Mercredi._ Une éclaircie dans l’actualité. La France se qualifie, non sans mal du reste, pour la finale de la coupe du monde. Cela ne fait pas oublier les milliers de morts sur les chantiers et toutes les réserves que l’on peut émettre sur le Qatar. Mais cette aventure des Bleus de Deschamps nous offre comme un parfum de 14 juillet en plein décembre, en pleine crise énergétique, en pleine crise tout court. L’équipe de France ne propose pas un jeu en forme de football champagne, mais elle est pragmatique, solidaire, et elle peut compter sur les coups de génie de certains de ses cadres. On saura ce dimanche si cela est suffisant pour empêcher un autre génie, Léo Messi, de couronner son palmarès déjà bien rempli. En attendant, en cet hiver qui nous semble déjà long alors qu’il débute à peine, tous les rayons de soleil sont les bienvenus, non ?
Jeudi._ Le remuant député Pradié s’est vite remis de son revers à l’élection pour la présidence des Républicains. Et continue de faire entendre sa différence. Cette fois, il s’agit de la réforme des retraites. Il confirme son hostilité au projet envisagé par le gouvernement (report de l’âge légal à 64 ou 65 ans) : « La droite doit porter une réforme des retraites juste, qui respecte ceux qui travaillent dur. Celui qui a commencé à travailler tôt finit tôt. » Et il va plus loin : « Ouvrons le débat sur le temps de travail, sur la semaine de 38 heures en 4 jours ! » Nous faisons le calcul avec Sibelle : cela fait un long week-end, certes, mais des journées de 9 heures et demie. Sans compter les pauses. Les expériences initiées dans certaines entreprises (semaine de 4 jours mais ne totalisant pas forcément 38 heures) semblent donner de bons résultats, toutefois.
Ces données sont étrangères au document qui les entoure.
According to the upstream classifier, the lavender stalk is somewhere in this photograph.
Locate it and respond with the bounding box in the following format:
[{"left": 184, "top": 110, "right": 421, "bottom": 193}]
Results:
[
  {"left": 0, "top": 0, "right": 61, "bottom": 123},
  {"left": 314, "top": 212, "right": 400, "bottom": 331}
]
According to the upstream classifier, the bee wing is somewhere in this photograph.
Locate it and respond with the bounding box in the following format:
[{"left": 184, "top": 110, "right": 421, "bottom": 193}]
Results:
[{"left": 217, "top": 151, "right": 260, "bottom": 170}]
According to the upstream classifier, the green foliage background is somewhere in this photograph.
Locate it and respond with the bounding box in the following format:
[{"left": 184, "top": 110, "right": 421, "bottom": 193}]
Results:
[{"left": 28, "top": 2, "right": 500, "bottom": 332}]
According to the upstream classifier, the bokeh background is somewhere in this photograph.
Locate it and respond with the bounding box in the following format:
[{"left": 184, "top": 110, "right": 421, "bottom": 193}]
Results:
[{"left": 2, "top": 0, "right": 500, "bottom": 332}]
Reste à savoir si cela peut créer des emplois. Rien n’est simple. L’un des problèmes les plus épineux demeure aussi celui des temps partiels imposés, notamment dans les services (commerce, hôtellerie, aide à domicile…). Sibelle en profite pour glisser qu’elle ne connaît pas ces soucis : « Moi, quand je ne dors pas, je travaille ». Traduisons : quand elle ne dort pas (un chat ayant besoin en moyenne de 16 heures de sommeil sur 24), elle se poste sur le mur du bolet pour observer la vallée et les vignobles ou chasse à l’orée du causse. Il y a pire.
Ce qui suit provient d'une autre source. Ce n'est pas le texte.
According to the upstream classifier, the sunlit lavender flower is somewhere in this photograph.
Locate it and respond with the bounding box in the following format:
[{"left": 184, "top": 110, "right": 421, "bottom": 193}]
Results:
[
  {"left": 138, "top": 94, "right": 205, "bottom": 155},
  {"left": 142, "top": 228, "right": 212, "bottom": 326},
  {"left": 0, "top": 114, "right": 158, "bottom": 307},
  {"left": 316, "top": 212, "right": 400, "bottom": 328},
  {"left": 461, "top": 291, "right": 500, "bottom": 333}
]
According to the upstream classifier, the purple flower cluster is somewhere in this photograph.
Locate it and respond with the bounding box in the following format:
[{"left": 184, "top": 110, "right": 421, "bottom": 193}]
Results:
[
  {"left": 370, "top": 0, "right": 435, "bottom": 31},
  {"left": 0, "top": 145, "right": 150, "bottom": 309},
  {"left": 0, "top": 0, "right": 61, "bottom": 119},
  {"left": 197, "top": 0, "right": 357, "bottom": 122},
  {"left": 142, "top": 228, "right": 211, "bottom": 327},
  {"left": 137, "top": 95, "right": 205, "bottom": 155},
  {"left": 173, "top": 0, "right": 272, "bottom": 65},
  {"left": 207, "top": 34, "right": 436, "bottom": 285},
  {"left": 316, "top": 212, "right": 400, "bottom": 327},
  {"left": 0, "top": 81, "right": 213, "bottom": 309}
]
Vendredi._ C’est habituellement le jour le plus souriant de la semaine, celui qui annonce la week-end. Ce matin, ce vendredi s’est drapé dès le matin du noir tragique des grandes catastrophes. A l’heure où j’écris ces lignes, on dénombre dix morts dont cinq enfants dans l’incendie d’un immeuble près de Lyon. Quelque 170 pompiers ont été déployés, mais le bilan se révèle terrible. Et il y a des blessés en urgence absolue. Dans l’effroyable panique, un enfant aurait sauté depuis son logement et aurait été rattrapé en contrebas par les secours. Un miracle. Une frêle bougie dans cette nuit de terreur. Que dire ? On ne peut pas, dans certains cas, avoir mission de commenter l’actualité sur un ton badin sans se trouver désarmé, condamné au silence. A la compassion. Avec ma petite protégée, toutes nos pensées vont aux victimes, à leurs proches, aux habitants de Vaulx-en-Velin, aux courageux pompiers qui ont pris tous les risques (et sont parvenus à sauver des flammes une quinzaine de personnes). Tout le reste, soudain, semble dérisoire. Evidemment.